In the late 1990s the structure languished on the once vibrant property. It was handed off from realtor to realtor and owner to owner each as hopeful as the last that someone would come forth and save the hotel. It was condemned in 1996 as unfit for occupancy. For a brief time in 2002, hope rose in the hearts of Camelot lovers that the castle might have found a savior in the form of a new owner, Maharishi Ayur-ved University, a school for teaching transcendental meditation, including the teachings of the founder of Transcendental Meditation, the Maharishi Mahesh Yoga. But alas, articles published in the press, including GTR Newspapers, casted doubt on the project. The City filed liens against the owners every year from 2000-2004 for cleanup and mowing. The liens were eventually paid, but nothing came of the owner’s goal to turn the medieval hotel into the “Peace Palace.” The bizarre episode turned out to be little more than a lot of salt in an already festering wound.

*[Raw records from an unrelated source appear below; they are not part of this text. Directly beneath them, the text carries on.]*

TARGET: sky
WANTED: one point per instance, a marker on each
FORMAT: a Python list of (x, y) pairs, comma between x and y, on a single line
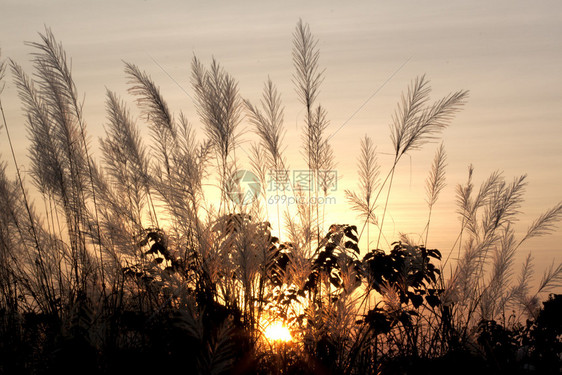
[(508, 54)]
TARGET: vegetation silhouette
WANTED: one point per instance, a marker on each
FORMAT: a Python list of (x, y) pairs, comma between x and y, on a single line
[(128, 268)]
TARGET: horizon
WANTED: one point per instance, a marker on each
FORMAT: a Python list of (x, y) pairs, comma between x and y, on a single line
[(507, 58)]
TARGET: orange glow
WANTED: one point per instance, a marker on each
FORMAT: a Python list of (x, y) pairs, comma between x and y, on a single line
[(276, 331)]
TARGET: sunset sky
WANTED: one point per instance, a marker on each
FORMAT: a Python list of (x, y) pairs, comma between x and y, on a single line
[(508, 54)]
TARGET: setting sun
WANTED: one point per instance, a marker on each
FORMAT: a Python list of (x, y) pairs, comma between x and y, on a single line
[(276, 331)]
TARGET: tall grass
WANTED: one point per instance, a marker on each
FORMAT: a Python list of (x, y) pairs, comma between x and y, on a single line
[(126, 264)]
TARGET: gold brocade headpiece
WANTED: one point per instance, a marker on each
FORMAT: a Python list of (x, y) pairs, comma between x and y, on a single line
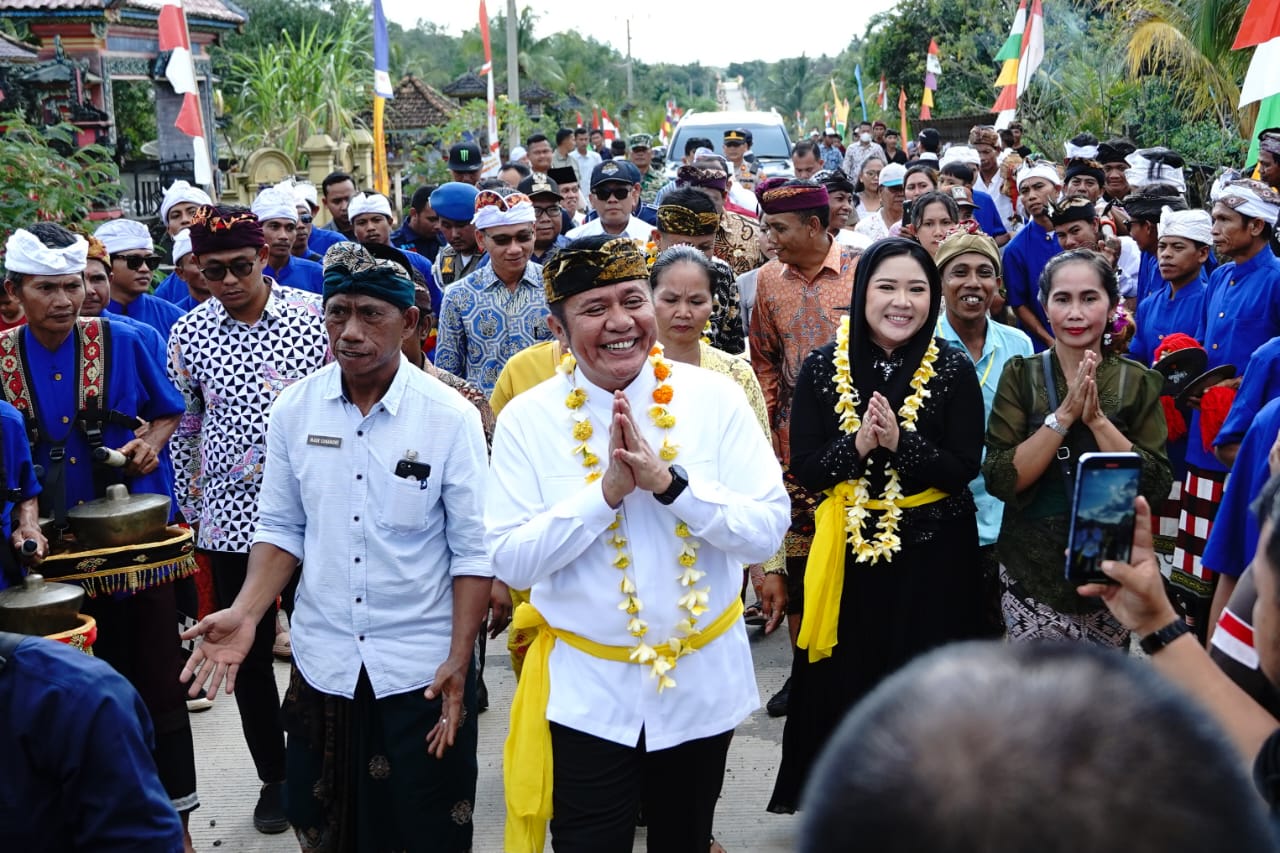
[(576, 270)]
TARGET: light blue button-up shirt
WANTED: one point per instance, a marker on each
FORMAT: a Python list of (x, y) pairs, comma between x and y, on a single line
[(380, 551), (1002, 343)]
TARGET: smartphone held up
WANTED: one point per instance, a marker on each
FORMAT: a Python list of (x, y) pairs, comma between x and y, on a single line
[(1102, 514)]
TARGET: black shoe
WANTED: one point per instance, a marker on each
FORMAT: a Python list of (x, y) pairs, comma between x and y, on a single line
[(269, 813), (777, 706)]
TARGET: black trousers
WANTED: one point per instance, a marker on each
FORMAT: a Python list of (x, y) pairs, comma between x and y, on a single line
[(602, 785), (256, 694)]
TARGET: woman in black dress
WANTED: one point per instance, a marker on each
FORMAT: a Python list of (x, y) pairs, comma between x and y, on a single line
[(888, 420)]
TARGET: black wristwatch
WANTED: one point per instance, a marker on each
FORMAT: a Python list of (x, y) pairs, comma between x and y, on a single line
[(1156, 641), (679, 483)]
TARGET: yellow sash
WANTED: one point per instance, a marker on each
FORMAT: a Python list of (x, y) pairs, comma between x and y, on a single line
[(824, 571), (528, 753)]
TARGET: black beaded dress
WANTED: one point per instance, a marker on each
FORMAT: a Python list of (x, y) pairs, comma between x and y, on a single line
[(926, 594)]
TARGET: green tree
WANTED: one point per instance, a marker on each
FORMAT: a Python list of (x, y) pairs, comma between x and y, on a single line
[(46, 176)]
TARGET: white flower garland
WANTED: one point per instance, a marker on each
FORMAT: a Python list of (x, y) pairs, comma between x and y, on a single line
[(886, 542)]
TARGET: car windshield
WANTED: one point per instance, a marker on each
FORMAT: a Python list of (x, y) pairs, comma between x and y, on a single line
[(767, 140)]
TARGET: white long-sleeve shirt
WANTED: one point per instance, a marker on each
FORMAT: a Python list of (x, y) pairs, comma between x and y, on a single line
[(548, 529)]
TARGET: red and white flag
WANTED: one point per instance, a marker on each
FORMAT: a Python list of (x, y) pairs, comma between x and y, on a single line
[(181, 73)]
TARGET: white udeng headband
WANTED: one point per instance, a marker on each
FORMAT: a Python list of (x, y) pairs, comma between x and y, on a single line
[(24, 254)]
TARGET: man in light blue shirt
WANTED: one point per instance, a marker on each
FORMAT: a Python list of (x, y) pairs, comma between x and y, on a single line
[(374, 477), (970, 279)]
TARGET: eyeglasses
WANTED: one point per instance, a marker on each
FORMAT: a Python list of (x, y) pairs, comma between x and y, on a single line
[(240, 268), (620, 194), (502, 241), (136, 261)]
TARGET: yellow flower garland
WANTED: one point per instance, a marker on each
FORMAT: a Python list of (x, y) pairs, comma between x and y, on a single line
[(886, 542), (693, 601)]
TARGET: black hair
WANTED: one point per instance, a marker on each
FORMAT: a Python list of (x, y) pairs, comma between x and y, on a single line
[(334, 178), (961, 172), (1100, 264)]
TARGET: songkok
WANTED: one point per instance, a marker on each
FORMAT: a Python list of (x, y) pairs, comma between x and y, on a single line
[(959, 242), (1247, 197), (1072, 209), (275, 203), (561, 176), (702, 176), (182, 192), (26, 254), (348, 268), (835, 181), (782, 195), (97, 251), (1192, 224), (983, 135), (576, 270), (1038, 169), (1155, 165), (216, 228), (182, 245), (960, 154), (455, 201), (1269, 141), (1115, 151), (677, 219), (504, 206), (123, 236), (1087, 168), (894, 174), (368, 203), (1080, 151), (540, 185)]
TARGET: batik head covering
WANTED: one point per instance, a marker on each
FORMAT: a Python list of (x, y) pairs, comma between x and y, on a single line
[(593, 261), (702, 176), (502, 206), (27, 255), (784, 195), (182, 192), (218, 228), (124, 236), (677, 219), (1192, 224), (1247, 197), (350, 268), (368, 203)]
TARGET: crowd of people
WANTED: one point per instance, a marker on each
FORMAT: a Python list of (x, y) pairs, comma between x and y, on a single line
[(626, 419)]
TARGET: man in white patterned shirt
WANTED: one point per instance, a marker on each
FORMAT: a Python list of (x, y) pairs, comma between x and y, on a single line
[(374, 475), (231, 357)]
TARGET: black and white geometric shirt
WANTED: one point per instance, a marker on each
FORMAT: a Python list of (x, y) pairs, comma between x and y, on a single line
[(231, 374)]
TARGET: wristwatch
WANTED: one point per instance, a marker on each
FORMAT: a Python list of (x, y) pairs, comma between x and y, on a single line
[(1055, 424), (679, 483), (1156, 641)]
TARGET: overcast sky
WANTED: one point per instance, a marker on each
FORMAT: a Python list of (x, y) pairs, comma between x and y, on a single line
[(659, 36)]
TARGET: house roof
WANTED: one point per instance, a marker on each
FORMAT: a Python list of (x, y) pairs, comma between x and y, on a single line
[(417, 105)]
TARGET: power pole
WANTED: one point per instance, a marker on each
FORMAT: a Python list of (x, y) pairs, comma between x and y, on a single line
[(512, 72)]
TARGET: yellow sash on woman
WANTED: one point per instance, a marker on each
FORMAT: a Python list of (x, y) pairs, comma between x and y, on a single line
[(528, 753), (824, 570)]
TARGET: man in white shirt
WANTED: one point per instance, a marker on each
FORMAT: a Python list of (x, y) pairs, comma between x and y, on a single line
[(627, 492), (374, 474), (615, 194)]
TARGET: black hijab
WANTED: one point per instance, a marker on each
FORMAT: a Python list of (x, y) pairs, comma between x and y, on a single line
[(865, 359)]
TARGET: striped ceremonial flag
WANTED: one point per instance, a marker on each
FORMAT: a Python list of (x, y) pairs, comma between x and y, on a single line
[(181, 73)]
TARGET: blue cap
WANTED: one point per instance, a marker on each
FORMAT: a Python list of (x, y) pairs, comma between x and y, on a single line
[(617, 170), (455, 200)]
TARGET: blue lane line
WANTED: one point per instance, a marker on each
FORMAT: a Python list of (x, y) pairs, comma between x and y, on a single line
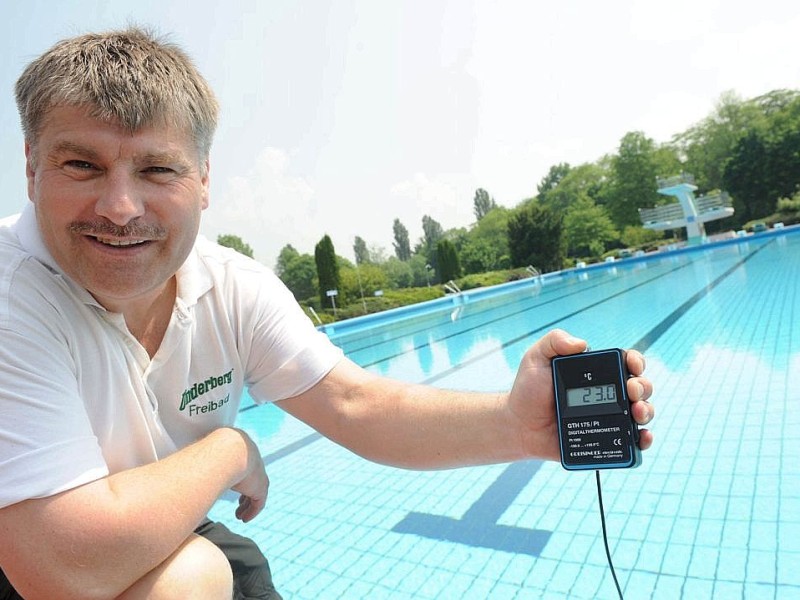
[(478, 527)]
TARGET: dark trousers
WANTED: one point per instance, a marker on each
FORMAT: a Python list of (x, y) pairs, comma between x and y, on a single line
[(252, 579)]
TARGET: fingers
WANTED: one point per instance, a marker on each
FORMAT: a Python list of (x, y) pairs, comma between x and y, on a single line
[(636, 362), (559, 343), (249, 508)]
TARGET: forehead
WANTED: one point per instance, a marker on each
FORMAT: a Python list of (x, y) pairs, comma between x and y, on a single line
[(69, 127)]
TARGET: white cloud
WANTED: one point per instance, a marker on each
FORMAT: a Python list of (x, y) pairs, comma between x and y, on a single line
[(268, 208)]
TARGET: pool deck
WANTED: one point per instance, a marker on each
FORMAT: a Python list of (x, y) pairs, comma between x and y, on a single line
[(713, 512)]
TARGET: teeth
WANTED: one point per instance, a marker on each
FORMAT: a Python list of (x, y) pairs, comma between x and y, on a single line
[(119, 242)]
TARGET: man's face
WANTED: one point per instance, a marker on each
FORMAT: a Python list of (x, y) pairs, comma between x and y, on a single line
[(119, 212)]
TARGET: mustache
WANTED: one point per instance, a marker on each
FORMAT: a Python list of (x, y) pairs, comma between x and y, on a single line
[(132, 230)]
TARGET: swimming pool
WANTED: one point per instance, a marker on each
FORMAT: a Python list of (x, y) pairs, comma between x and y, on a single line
[(713, 512)]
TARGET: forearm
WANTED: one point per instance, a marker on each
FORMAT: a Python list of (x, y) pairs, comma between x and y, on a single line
[(426, 428), (104, 536), (410, 426)]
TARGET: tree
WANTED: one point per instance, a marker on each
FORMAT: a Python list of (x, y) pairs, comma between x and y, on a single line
[(398, 273), (402, 246), (449, 266), (708, 145), (747, 179), (298, 275), (552, 179), (535, 237), (235, 242), (590, 179), (482, 203), (327, 269), (432, 232), (361, 251), (285, 256), (485, 246), (634, 170), (588, 228)]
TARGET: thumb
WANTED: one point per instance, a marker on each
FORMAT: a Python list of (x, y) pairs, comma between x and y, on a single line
[(559, 343)]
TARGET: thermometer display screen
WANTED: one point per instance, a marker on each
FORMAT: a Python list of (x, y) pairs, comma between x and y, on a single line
[(591, 395)]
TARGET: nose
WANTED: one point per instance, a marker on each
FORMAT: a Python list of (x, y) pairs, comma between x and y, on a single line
[(119, 199)]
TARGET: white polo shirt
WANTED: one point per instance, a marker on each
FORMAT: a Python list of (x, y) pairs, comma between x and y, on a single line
[(80, 397)]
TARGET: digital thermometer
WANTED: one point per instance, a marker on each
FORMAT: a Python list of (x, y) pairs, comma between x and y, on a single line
[(595, 426)]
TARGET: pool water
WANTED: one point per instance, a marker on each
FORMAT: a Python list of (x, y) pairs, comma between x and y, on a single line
[(713, 512)]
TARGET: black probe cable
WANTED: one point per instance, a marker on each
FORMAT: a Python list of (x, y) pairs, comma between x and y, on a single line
[(605, 535)]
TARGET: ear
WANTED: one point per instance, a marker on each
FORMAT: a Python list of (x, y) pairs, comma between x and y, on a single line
[(30, 173), (205, 183)]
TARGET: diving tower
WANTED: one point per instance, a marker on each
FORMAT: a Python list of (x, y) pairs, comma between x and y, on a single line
[(688, 212)]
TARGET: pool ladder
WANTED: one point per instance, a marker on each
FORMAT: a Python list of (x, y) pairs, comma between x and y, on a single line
[(451, 287)]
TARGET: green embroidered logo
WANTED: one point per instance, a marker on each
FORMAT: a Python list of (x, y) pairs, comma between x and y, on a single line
[(201, 387)]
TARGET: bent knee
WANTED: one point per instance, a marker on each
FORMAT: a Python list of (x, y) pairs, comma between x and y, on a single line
[(197, 569)]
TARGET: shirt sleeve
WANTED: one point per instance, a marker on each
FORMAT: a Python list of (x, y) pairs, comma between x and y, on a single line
[(46, 440), (288, 355)]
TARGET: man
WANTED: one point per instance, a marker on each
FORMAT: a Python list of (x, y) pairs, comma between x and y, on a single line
[(126, 341)]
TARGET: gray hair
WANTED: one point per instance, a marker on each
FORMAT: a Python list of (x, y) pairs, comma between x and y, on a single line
[(128, 77)]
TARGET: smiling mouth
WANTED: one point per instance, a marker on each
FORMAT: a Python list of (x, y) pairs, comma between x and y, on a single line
[(118, 243)]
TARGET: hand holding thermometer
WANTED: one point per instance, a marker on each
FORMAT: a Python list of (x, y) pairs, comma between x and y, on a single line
[(595, 425)]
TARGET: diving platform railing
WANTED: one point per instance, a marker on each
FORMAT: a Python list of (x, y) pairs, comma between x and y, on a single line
[(689, 212)]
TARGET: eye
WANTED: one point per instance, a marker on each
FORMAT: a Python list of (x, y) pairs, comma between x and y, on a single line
[(158, 170), (80, 165)]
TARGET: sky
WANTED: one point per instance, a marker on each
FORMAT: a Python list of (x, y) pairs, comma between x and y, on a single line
[(339, 116)]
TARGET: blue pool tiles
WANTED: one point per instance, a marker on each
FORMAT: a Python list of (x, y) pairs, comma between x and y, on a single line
[(714, 512)]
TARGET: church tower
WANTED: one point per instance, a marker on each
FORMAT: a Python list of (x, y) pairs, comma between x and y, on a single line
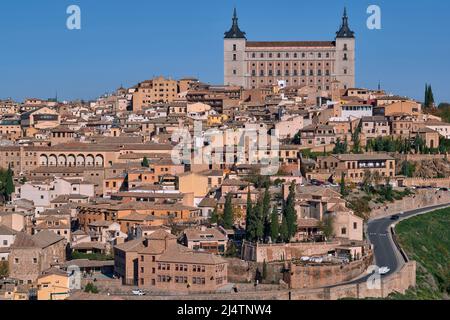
[(234, 55), (345, 55)]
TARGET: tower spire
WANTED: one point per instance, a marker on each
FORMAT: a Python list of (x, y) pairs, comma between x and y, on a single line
[(235, 32), (344, 31)]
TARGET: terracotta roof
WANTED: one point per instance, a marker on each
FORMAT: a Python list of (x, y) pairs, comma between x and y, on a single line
[(5, 231), (285, 44), (42, 239)]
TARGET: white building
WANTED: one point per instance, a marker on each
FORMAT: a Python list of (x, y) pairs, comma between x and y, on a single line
[(43, 193)]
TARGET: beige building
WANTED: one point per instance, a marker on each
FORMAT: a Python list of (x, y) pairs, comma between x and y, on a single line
[(355, 165), (153, 91), (159, 263), (252, 64), (31, 255)]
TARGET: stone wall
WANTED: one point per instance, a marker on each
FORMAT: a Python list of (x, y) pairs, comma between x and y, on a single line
[(422, 157), (398, 282), (421, 199), (284, 252), (240, 271), (310, 276), (422, 182)]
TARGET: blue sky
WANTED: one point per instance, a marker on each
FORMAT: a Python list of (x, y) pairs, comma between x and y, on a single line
[(124, 42)]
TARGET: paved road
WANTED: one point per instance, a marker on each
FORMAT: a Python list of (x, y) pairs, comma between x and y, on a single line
[(385, 251)]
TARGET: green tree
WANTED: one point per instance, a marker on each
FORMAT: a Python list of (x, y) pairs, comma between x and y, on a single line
[(274, 225), (231, 250), (327, 226), (340, 147), (264, 275), (4, 269), (356, 140), (343, 186), (259, 219), (266, 214), (9, 183), (289, 211), (284, 231), (228, 214), (215, 218), (145, 163), (250, 227), (367, 182)]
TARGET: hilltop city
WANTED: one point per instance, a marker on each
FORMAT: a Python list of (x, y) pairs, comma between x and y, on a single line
[(280, 183)]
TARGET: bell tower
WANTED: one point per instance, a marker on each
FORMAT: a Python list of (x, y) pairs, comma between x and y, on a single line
[(234, 54), (345, 55)]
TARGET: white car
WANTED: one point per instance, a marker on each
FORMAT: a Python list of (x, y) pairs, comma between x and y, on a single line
[(384, 270), (138, 292), (317, 260)]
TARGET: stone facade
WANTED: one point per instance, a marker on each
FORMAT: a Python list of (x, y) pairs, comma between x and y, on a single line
[(303, 63)]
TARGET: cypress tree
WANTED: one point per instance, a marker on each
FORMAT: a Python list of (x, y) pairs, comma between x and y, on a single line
[(284, 232), (259, 219), (290, 213), (145, 163), (274, 225), (430, 97), (266, 214), (249, 219), (9, 183), (214, 219)]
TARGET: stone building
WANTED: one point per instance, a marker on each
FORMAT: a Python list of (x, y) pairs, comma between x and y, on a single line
[(318, 64), (159, 263), (32, 255)]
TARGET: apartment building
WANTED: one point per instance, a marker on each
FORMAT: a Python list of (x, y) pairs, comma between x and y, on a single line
[(155, 90), (159, 263), (355, 165)]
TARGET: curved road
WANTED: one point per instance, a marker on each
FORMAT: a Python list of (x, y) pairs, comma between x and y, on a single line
[(385, 251)]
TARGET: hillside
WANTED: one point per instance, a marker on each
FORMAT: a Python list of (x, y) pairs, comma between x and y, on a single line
[(426, 239)]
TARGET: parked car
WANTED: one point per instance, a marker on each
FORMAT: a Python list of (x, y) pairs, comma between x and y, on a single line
[(316, 259), (305, 259), (138, 292)]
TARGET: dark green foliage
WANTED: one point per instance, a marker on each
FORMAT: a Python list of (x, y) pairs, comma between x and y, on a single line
[(408, 169), (4, 269), (232, 251), (340, 147), (264, 275), (91, 256), (327, 225), (215, 218), (91, 288), (6, 183), (145, 163), (343, 186), (228, 214), (266, 215), (429, 97), (290, 213), (426, 239), (284, 231), (274, 225)]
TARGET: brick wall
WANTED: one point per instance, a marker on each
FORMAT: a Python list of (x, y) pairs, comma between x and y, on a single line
[(421, 199), (284, 252)]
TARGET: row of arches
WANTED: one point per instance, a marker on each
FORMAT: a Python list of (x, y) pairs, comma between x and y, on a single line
[(71, 160)]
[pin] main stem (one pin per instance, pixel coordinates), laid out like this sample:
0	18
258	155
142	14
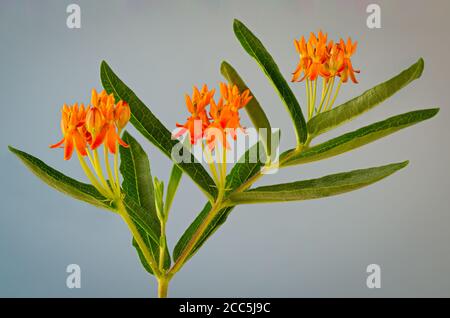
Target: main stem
217	206
163	287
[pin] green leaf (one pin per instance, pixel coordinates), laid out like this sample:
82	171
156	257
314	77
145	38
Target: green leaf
146	227
316	188
152	129
243	170
360	137
256	49
174	181
337	116
137	179
62	183
137	185
253	108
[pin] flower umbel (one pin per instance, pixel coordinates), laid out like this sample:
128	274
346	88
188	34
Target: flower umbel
214	126
319	58
86	129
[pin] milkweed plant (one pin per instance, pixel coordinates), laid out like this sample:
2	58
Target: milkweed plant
95	132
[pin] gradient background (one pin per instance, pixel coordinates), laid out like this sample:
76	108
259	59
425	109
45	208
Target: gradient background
317	248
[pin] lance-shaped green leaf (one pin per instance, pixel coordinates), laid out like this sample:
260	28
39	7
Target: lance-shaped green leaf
256	49
316	188
174	181
339	115
61	182
253	108
152	129
244	169
358	138
138	187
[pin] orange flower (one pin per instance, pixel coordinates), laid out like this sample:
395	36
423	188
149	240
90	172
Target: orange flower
103	121
319	58
335	64
72	122
305	60
313	55
196	106
224	115
92	126
348	49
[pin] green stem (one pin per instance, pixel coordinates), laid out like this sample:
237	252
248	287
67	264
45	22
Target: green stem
91	176
211	164
329	94
109	171
335	95
99	171
308	97
116	168
162	246
314	97
163	286
217	206
327	91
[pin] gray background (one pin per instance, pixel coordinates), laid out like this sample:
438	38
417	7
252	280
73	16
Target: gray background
315	248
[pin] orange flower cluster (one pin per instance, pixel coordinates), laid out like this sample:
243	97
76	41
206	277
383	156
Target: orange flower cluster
98	123
327	59
222	118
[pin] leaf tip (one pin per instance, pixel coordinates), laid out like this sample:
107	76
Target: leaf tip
403	164
14	150
420	66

Chronicling the life cycle of Tulsa’s Camelot Hotel over the last four decades in many ways parallels the changes experienced by the city. Starting in the wild and crazy 1960s, into the prosperous 1970s, stumbling through the torturous 1980s, dormant in the 1990s. Finally in the new millennium, the site makes way for a new structure built by one of Tulsa’s finest corporate citizens, QuikTrip, who has managed not only to weather but prosper through the same time period and who will no doubt do the site justice.